Mesihi regarde le feu s'éteindre petit à petit, la tristesse le recouvrir de ses cendres.

Il pressent qu'il va perdre Michel-Ange à jamais.

L'obséquieux Arslan est un étrange espion, à la fois agent de Venise et homme du sultan ; il navigue entre l'un et l'autre, proposant ses services troubles des deux côtés de la mer.

Ici aussi il y a des conspirations et des jeux de palais ; des jaloux, des intrigants prêts à tout pour discréditer Ali Pacha aux yeux de Bayazid, pour empêcher la construction de ce pont impie, œuvre d'un infidèle, pour entraîner la disgrâce du ministre par un scandale.

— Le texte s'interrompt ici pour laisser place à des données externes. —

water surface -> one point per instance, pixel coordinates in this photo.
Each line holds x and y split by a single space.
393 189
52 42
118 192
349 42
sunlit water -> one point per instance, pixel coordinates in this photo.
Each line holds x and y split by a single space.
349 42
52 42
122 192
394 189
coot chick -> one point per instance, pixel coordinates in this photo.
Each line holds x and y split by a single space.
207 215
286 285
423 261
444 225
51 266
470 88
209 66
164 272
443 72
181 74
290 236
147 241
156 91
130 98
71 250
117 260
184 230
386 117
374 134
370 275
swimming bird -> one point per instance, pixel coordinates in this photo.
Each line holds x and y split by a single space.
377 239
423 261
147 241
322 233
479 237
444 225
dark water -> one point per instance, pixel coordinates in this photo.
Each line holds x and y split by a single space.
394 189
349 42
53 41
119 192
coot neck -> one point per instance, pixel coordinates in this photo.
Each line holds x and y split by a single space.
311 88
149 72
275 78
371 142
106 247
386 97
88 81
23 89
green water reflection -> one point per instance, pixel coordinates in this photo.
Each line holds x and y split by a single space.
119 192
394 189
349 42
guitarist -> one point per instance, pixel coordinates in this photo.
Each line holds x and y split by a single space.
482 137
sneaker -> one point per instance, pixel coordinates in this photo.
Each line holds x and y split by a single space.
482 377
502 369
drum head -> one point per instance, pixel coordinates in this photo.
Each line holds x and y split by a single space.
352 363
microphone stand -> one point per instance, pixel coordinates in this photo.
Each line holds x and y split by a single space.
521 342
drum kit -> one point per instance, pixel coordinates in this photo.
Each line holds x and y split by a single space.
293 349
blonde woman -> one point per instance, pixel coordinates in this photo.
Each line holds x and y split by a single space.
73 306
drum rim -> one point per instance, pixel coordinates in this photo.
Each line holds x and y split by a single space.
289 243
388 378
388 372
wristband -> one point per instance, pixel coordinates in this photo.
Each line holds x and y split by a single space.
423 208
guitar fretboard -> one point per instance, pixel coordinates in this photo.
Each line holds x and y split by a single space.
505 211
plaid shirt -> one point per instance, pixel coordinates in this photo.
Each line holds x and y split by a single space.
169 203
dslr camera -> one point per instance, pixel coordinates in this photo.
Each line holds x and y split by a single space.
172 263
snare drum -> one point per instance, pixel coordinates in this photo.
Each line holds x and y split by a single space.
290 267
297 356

Michel-Ange ne soupçonne rien de tout cela.

Mesihi sait qu'Arslan est un rouage de ces manigances ; il ne peut rien contre lui, d'autant moins que, en échange du prix d'un fief en Bosnie, Arslan vient de lui révéler la teneur du complot. Mesihi a offert tout ce qu'il possède pour cette information.

Maintenant il se sent seul et accablé ; il sait ce qu'il a à faire.

Il va devoir éloigner celui qu'il aime pour le protéger.

L'arracher à la mortelle Andalouse.

Organiser sa fuite, cacher son départ et lui dire adieu.